One evening a young farmer arrived at Mr. Karslake’s door, at Meshaw, and entreated an interview on urgent business. On being admitted he told the magistrate that an atrocious crime had been undoubtedly perpetrated at Knowstone that very day. A little girl of eleven years of age had left the village in the afternoon to return to her parents, who occupied a small farm-house a mile or two distant, and had not been seen since. When search was made for her, on the roadside were found a child’s shoe and a bonnet stained with blood, but no body could be discovered. Karslake took the matter up. He was in the saddle from morning till night, the local constables were stirred up, but all in vain. No further traces of the child were to be found, no clue to the mystery discovered. Karslake then, at his own expense, went up to London, and returned with a first-class detective from Bow Street. But in vain. He was as unable to unriddle the mystery as were the local constables.
About ten days later the baffled magistrate was sitting hearing cases in the court-house at Southmolton, wearied and dejected at his failure, when Mr. Froude walked in, accompanied by a child. “Good morning, Mr. Karslake. I am told you’ve been looking for a little maid lately, and I’ve brought this one for you to see, in case her’s the one you be wanting.”
The child had been kept secreted at the rectory, and the parents had lent themselves to the deception, they being tenants and allies of the rector. What the cost was to Mr. Karslake in money, vexation, wear and tear, and ridicule—to which he was particularly sensitive—nobody knows; but one can conceive his annoyance when the whole court-house—bench and audience—broke out into a roar of laughter at his expense, he being chairman.
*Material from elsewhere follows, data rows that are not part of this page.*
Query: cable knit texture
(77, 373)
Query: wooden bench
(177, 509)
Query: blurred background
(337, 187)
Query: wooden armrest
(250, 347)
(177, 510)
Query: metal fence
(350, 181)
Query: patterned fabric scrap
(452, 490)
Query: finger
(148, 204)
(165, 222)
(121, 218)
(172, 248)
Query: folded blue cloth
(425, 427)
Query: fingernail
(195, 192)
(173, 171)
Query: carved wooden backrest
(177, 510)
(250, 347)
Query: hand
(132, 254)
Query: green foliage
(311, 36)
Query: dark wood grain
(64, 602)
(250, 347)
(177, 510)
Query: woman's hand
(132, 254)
Froude had a nicely adjusted scale of punishments for all who offended him, and he had ready assistants to administer them.
From his first arrival at Knowstone he encouraged about him a lawless company of vagabonds who, when they were not in prison, lived roughly at free quarters at the rectory, and from thence carried on their business of petty larceny; and who were, moreover, ready to execute vengeance upon the rector’s enemies, and these enemies, although they lived in continual terror, were numerous.
His satellites ran errands, beat covers, broke in horses, did light farm-work, and found hares for the hounds, which were kept at the rectory.
Blackmore has described him and his gang in The Maid of Sker, in which he calls Froude Parson Chowne. If Froude desired to damage an obnoxious farmer who did not pay his tithes punctually, or who had otherwise offended him, he gave a hint, and the man’s ricks were burnt, or his horses houghed.
As Henry II did not order the murder of Becket, but threw out a hint that it would be an acceptable thing to him to be rid of the proud prelate, so was it with Parson Froude. He never ordered the commission of a crime, but he suggested the commission. For instance, if a farmer had offended him, he would say to one of these men subject to his influence, “As I’ve been standing in the church porch, Harry, I thought what a terrible thing it would be if the rick over yonder of Farmer G—— were to burn. ’Twould come home to him pretty sharp, I reckon.”